The sea-urchin embryo test (SET) has been frequently used as a rapid, sensitive, and cost-effective biological tool for marine monitoring worldwide, but the selection of a sensitive, objective, and automatically readable endpoint, a stricter quality control to guarantee optimum handling and biological material, and the identification of confounding factors that interfere with the response have hampered its widespread routine use. Size increase in a minimum of n=30 individuals per replicate, either normal larvae or earlier developmental stages, was preferred to observer-dependent, discontinuous responses as test endpoint. Control size increase after 48 h incubation at 20 degrees C must meet an acceptability criterion of 218 microm. In order to avoid false positives minimums of 32 per thousand salinity, 7 pH and 2mg/L oxygen, and a maximum of 40 microg/L NH(3) (NOEC) are required in the incubation media. For in situ testing size increase rates must be corrected on a degree-day basis using 12 degrees C as the developmental threshold.

Ecotoxicological evaluation of polycyclic aromatic hydrocarbons using marine invertebrate embryo-larval bioassays.

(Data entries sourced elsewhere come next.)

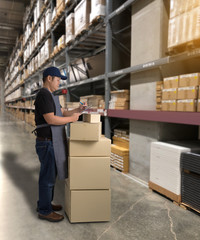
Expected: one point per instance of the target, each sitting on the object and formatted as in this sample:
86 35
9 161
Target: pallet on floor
165 192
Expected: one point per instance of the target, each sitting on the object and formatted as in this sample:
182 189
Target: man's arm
52 119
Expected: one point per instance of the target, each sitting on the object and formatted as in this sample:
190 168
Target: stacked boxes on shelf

The toxicity of polycyclic aromatic hydrocarbons (PAHs) was determined using mussel, sea-urchin and ascidian embryo-larval bioassays. Fluorescent light exposure enhanced phenanthrene, fluoranthene, pyrene and hydroxypyrene toxicity in comparison with dark conditions, but not naphthalene and fluorene toxicity. The toxicity of PAHs was inversely related to their K(OW) values following QSAR models derived for baseline toxicity of general narcotics, whereas the obtained regression using toxicity data from photoactivated PAHs significantly departed from the general narcosis model. Also, the mixture toxicity of five PAHs to the larval growth of the sea-urchin was compared with predictions derived from the concentration addition concept, indicating less than additive effects. Finally, we compared our toxicity data with worst-case environmental concentrations in order to provide a preliminary estimate of the risk to the marine environment. Naphthalene, fluorene and pyrene are not considered to pose a risk to sea-urchin, mussel or ascidian larvae, whilst phenanthrene and fluoranthene may pose a risk for mussel and sea-urchin. Moreover, a higher risk for those species is expected when we consider the photoactivation of the PAHs.

Toxicity and phototoxicity of water-accommodated fraction obtained from Prestige fuel oil and Marine fuel oil evaluated by marine bioassays.

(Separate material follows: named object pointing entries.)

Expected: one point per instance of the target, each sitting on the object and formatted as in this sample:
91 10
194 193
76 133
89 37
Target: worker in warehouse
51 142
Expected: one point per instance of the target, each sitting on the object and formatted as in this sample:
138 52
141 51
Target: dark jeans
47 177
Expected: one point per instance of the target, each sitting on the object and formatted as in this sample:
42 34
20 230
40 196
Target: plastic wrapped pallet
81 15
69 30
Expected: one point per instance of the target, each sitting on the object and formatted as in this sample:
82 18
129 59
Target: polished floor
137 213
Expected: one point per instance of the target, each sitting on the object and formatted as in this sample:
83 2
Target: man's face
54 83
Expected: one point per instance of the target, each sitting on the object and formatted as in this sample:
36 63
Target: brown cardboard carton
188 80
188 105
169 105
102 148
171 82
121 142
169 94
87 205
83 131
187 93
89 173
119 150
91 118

Acute toxicity and phototoxicity of heavy fuel oil extracted directly from the sunken tanker Prestige in comparison to a standard Marine fuel oil were evaluated by obtaining the water-accommodated fraction (WAF) and using mussel Mytilus galloprovincialis and sea urchin Paracentrotus lividus embryogenesis bioassays, and copepod Acartia tonsa and fish Cyprinodon variegatus survival bioassays. Aromatic hydrocarbon (AH) levels in WAF were measured by gas chromatography. Prestige WAF was not phototoxic, its median effective concentrations (EC50) were 13% and 10% WAF for mussel and sea urchin respectively, and maximum lethal threshold concentrations (MLTC) were 12% and 50% for copepod and fish respectively. Marine WAF resulted phototoxic for mussel bioassay. EC50s of Marine WAF were 50% for sea urchin in both treatments and 20% for mussel under illumination. Undiluted Marine WAF only caused a 20% decrease in mussel normal larvae. Similar sensitivities were found among sea urchins, mussels and copepods, whilst fish were less sensitive. Unlike Marine WAF, Prestige WAF showed EC50 values at dilutions below 20%, and its toxicity was independent of lighting conditions. The differences in toxicity between both kinds of fuel could not be explained on the basis of total AH content.